Die Frauen arbeiten in einer Fleischerei und erzählen sich währenddessen, wie sie dort gelandet sind. Beim Belegen von Sandwiches wird schnell klar, dass es sich um eine geschlossene Gesellschaft handelt – vielleicht nicht um die Vorhölle bei Sartre, aber doch um einen Raum der absoluten Zwangsläufigkeit. Antje war in ihrem früheren Leben Fahrkartenkontrolleurin. Dem tristen Leben nach der Kündigung wollte sie an einem Spielautomaten entkommen. Doch wie es beim Glücksspiel so ist: Am Ende gewinnt immer die Bank – und schon beginnt der Abstieg ins Nichts. Schulden, Schulden, Kleinkriminalität. Für sie ist die Fleischerei der letzte Zufluchtsort, auch wenn der „Big-Moon-Joker“ noch immer in ihrem Kopf spukt. Ihre namenlose Kollegin kam später. Sie wollte eigentlich Schauspielerin werden, doch dann wurde sie schwanger – und der Theatertraum platzte mit dem Baby im Mutterleib. Aber auch hier scheint es als Ursache der Misere präsent zu sein.

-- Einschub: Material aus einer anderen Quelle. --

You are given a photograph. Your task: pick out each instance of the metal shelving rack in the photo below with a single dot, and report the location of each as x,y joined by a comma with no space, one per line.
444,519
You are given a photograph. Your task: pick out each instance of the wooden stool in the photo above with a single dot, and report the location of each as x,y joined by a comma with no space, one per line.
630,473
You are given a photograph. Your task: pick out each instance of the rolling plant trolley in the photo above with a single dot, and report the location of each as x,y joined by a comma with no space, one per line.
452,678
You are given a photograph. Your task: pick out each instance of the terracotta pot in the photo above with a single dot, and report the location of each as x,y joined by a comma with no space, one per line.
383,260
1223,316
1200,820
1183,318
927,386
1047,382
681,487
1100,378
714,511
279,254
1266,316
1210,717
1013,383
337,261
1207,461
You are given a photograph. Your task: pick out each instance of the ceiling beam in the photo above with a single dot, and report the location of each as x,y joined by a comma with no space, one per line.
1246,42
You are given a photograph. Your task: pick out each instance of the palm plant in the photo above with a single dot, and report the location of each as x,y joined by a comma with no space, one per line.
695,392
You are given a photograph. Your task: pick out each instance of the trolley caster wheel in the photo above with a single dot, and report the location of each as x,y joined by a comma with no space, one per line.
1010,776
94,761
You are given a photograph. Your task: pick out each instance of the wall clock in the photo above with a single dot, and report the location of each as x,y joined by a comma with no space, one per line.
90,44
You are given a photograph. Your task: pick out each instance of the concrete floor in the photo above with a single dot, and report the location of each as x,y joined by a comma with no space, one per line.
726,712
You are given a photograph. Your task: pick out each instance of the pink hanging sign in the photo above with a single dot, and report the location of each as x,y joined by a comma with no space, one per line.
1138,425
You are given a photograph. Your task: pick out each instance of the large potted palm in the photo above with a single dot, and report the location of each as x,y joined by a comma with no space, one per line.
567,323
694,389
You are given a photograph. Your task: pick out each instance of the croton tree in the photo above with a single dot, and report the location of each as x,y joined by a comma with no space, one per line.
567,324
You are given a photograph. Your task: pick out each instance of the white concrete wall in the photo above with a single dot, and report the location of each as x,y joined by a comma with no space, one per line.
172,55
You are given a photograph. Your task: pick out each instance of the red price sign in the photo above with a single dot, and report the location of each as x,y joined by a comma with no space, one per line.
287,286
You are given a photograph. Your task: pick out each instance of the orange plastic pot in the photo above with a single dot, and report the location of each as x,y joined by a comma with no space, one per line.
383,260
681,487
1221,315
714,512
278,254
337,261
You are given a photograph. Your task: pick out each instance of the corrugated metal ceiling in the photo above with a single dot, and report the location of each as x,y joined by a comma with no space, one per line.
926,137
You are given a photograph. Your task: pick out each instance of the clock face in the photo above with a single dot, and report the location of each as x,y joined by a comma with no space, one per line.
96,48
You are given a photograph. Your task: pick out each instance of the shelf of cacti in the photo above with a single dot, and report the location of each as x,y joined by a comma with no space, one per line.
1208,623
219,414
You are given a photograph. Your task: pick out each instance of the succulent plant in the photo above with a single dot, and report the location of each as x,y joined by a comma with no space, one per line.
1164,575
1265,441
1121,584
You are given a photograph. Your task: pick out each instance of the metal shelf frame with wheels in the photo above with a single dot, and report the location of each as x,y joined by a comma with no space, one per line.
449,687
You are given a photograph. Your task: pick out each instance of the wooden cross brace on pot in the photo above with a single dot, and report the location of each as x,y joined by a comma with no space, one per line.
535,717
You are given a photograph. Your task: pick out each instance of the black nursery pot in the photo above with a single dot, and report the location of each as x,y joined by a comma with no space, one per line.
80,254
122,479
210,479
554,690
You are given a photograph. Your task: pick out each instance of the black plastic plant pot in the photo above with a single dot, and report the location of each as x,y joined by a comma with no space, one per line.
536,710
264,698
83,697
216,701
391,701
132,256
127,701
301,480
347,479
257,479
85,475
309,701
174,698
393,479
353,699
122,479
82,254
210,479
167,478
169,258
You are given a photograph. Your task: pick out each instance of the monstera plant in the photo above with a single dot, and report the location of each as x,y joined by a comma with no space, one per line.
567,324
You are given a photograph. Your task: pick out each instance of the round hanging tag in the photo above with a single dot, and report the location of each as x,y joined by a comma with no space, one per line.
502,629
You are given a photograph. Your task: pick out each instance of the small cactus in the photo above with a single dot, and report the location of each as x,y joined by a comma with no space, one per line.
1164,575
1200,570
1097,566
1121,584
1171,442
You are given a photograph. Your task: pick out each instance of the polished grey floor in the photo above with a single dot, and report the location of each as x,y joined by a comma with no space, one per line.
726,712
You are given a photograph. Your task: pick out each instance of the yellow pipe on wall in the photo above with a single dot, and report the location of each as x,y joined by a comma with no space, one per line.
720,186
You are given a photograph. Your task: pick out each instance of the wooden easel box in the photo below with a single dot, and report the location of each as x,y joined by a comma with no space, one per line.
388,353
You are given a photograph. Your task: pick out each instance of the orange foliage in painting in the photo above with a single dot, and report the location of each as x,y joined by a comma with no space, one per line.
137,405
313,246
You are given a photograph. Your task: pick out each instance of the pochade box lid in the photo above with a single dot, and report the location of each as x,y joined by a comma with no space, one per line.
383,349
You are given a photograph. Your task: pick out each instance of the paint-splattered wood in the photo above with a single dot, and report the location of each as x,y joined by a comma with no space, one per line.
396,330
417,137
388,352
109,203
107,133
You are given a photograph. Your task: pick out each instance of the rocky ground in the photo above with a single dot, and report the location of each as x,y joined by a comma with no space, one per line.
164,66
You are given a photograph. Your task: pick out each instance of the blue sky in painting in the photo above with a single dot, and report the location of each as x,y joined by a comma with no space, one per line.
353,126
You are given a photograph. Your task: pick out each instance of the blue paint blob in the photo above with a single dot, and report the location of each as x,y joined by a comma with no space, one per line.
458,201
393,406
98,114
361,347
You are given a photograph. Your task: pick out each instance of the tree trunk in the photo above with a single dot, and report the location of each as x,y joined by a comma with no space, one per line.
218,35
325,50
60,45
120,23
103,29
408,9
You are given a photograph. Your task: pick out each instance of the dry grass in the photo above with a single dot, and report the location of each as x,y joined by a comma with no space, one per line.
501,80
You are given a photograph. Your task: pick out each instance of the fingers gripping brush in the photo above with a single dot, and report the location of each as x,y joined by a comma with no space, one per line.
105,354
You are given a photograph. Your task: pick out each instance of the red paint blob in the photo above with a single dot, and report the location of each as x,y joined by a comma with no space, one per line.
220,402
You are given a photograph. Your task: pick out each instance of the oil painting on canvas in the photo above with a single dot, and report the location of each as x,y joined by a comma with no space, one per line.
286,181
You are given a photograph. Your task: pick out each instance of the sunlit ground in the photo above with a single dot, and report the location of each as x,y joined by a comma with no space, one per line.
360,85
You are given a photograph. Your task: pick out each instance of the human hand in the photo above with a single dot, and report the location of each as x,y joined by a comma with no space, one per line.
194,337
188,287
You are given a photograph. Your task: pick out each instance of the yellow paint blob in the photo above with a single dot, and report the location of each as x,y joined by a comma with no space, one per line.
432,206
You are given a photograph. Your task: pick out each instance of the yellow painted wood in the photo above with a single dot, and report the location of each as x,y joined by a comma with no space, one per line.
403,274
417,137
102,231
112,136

Anaïs Clercs Stück ist keine Tragödie, sondern in gewisser Weise ein Aufruf zum Glück. Der Weg bleibt dennoch steinig – auch wegen der gesellschaftlichen und politischen Rahmenbedingungen, mit denen die Frauen zu kämpfen haben. Ausbeutung, existenzielle Angst und falsche Versprechungen der Politik sind für untere Schichten fester Bestandteil des Lebens. Ein großes Thema in der Inszenierung wird deshalb sicher der Klassismus sein. Ein Ismus, der die soziale Ungleichheit legitimiert und die gesellschaftlichen Machtstrukturen der Reichen aufwertet, die immer schon Armut als persönliches Versagen bezeichnet haben, ohne ihre ererbten Vorteile als Argument gelten lassen zu müssen. Doch „Kill the Rich“ (übers.: Tötet die Reichen) ist nicht der Weg der Frauen, auch nicht die Zertrümmerung des „Big-Moon-Jokers“. Vielleicht gibt es am Schluss eher einen märchenhaften Aufstieg, der auch das Leben des lebendigen Fötus lebenswert macht.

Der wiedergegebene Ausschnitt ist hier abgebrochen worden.